I had the chance to witness that potential firsthand during a trade and investment mission to Asia earlier this year. The mission targeted key financial centres and market access points in Hong Kong, Singapore, China and Japan.
We met with companies interested in doing business with Alberta, particularly in the grains and meat sectors. We also met with government officials to discuss how we can better strengthen our trade relationships. There is clearly a real appetite for Alberta’s high-quality food products including beef, pork, grains and oil seeds.
What is also clear is that our province has to continue to aggressively promote itself to make the most of these opportunities.

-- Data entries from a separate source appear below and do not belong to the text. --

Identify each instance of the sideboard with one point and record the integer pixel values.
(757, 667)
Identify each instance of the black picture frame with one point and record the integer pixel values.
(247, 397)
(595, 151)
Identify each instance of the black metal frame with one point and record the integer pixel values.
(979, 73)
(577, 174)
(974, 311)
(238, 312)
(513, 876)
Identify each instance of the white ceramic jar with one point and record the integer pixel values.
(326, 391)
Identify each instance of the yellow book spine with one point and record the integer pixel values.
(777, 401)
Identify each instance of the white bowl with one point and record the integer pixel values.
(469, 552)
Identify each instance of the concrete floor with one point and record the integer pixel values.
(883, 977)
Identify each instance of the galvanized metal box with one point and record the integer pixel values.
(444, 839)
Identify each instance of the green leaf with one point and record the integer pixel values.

The competition in the global marketplace is fierce and Alberta is fighting for a place on Asian menus with other suppliers like Australia and the United States.
Alberta’s international offices will have an important role in keeping our province front and centre in the minds of Asian consumers and businesses. As well, trade missions, such as this recent one, also reinforce Alberta’s commitment to increased trade as well as create opportunities for Alberta companies to make connections with potential clients and investors.
On this mission, we were able to bring about a dozen agriculture and energy companies together with approximately 175 potential investors at business “matchmaking” seminars. While it is still too early to assess the full extent of the results of the mission, I know the agriculture companies who participated have reported at least 20 solid investment leads that were generated through these meetings. I’m hopeful some of these new food connections will turn into long and prosperous relationships.
While the trade mission was an eye-opener about the market possibilities we need to pursue in Asia, it also drove home the point that there are challenges here at home that we must overcome. Our recent troubles moving last year’s record harvest to market by rail has resulted in a fair amount of angst among our international customers, who are concerned about the long-term dependability of our rail service.
In order for Alberta and Canada to avoid any permanent damage to our reputation as a reliable global supplier of energy, food and other goods, we have to continue to aggressively seek and implement improvements to the transportation system for all commodities. Recently passed federal legislation that set minimum quotas for grain delivery has certainly helped.
We are also pleased that the federal government is expediting the review of the Canada Transportation Act to identify additional measures. We are strongly encouraging representatives from all commodity sectors to participate in the review process to ensure that their concerns and suggested solutions are put on the record. Our reputation as a world class supplier of high-quality food and other commodities relies on our ability to deliver those goods to market in a timely manner.